After a successful pilot study in Townsville Cancer Centre, statewide rural and cancer networks of Queensland Health, in collaboration with clinicians and managers across the state of Queensland, developed the QReCS model and a guide for operationalizing it. QReCS was implemented at six sites from 2014 to 2016. Main enablers across North Queensland included collaboration among clinicians and managers, availability of common electronic medical records, funding from Queensland Health, and installation of telehealth infrastructure by statewide telehealth services. Main barriers included turnover of senior management and nursing staff at two rural towns. Sixty-two patients received 327 cycles of low- to medium-risk chemotherapy agents. Rates of treatment delays, adverse events, and hospital admissions were similar to those in face-to-face care.
Implementation of the QReCS model across a large geographic region is feasible with acceptable safety profiles. Leadership by and collaboration among clinicians and managers, adequacy of resources and common governance are key enablers.
昆士兰远程化疗监管(QReCS)模式使农村护士能够在较小的农村城镇中根据医疗专业人员从较大中心使用远程医疗提供的监督下管理化疗。该模式于 2014 年在澳大利亚昆士兰州北部(人口 65 万)实施,在两个区域癌症中心(汤斯维尔和凯恩斯为主要地点)和六个农村地点(距主要地点 125 至 1000 公里)之间展开。我们的研究检查了该模式的实施过程、可行性和安全性。
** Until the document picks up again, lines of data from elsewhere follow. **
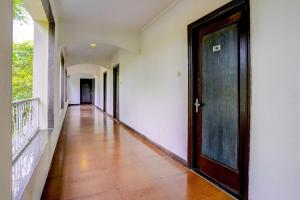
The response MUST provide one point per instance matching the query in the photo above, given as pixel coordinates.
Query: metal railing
(25, 124)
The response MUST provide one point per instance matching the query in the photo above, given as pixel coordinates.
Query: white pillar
(6, 25)
(40, 69)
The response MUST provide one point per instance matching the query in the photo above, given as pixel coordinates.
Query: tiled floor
(96, 158)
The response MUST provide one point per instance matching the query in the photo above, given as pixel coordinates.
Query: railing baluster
(25, 123)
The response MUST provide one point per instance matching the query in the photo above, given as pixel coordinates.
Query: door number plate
(216, 48)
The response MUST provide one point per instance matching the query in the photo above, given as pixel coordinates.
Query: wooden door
(220, 100)
(116, 92)
(86, 91)
(104, 90)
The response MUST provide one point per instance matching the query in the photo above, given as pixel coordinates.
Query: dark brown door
(116, 92)
(104, 91)
(220, 101)
(86, 91)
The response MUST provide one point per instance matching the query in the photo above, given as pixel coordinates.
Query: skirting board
(169, 153)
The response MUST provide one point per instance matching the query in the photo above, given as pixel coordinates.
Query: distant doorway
(86, 91)
(104, 91)
(116, 92)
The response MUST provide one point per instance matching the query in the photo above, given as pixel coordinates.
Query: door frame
(193, 30)
(116, 91)
(104, 91)
(92, 87)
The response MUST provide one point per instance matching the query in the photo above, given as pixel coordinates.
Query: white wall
(36, 183)
(74, 87)
(275, 132)
(40, 72)
(154, 97)
(154, 87)
(154, 84)
(5, 99)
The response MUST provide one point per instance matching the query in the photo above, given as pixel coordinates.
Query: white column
(40, 69)
(6, 25)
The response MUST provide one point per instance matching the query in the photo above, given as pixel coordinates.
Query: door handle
(198, 105)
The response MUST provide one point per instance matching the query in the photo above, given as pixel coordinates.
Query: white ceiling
(125, 13)
(89, 19)
(101, 50)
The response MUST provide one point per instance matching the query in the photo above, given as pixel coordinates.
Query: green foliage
(20, 13)
(22, 70)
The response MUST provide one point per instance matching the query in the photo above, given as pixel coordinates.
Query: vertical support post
(6, 24)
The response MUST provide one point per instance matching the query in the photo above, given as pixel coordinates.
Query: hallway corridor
(97, 158)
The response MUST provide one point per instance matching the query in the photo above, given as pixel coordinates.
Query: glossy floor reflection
(96, 158)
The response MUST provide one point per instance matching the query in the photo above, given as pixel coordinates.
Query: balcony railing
(25, 124)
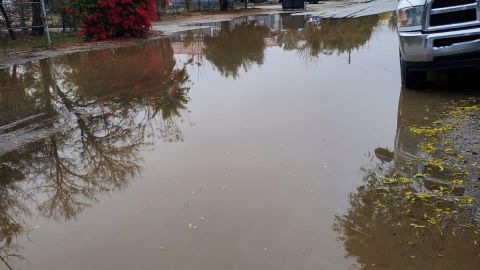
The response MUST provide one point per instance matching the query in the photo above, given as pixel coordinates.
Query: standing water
(254, 143)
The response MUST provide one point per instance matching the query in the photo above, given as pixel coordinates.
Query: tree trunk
(37, 21)
(223, 4)
(7, 21)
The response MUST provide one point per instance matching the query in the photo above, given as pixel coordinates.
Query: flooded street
(249, 144)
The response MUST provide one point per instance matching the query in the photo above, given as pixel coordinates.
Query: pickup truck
(437, 34)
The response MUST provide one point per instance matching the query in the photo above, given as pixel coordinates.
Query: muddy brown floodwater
(246, 144)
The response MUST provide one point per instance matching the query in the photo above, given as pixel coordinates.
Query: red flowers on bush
(103, 19)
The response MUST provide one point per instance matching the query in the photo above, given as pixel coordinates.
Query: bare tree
(7, 21)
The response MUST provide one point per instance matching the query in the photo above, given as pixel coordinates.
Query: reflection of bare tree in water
(329, 36)
(235, 47)
(100, 126)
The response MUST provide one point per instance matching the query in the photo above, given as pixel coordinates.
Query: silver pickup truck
(437, 34)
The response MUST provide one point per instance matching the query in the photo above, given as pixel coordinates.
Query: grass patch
(26, 42)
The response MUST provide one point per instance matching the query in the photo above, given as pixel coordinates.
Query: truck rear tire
(412, 78)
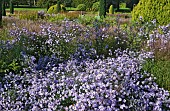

分别从北昆士兰的远程化疗项目记录和肿瘤信息系统中提取了 2014 年至 2016 年期间实施情况和患者临床细节的详细信息,用于描述性分析。
在汤斯维尔癌症中心成功进行试点研究后,昆士兰州健康州立农村和癌症网络与全州的临床医生和管理人员合作,制定了 QReCS 模式及其运营指南。2014 年至 2016 年期间,QReCS 在六个地点实施。整个北昆士兰的主要推动因素包括临床医生和管理人员之间的合作、共同电子病历的可用性、昆士兰州健康的资金投入以及全州远程医疗服务机构安装远程医疗基础设施。主要障碍包括两个农村城镇的高级管理人员和护理人员的更替。62 名患者接受了 327 个低至中风险化疗药物周期的治疗。治疗延迟、不良事件和住院率与面对面护理相似。
在较大地理区域内实施 QReCS 模式是可行的,且具有可接受的安全性。临床医生和管理人员的领导力和合作、资源充足性和共同治理是关键推动因素。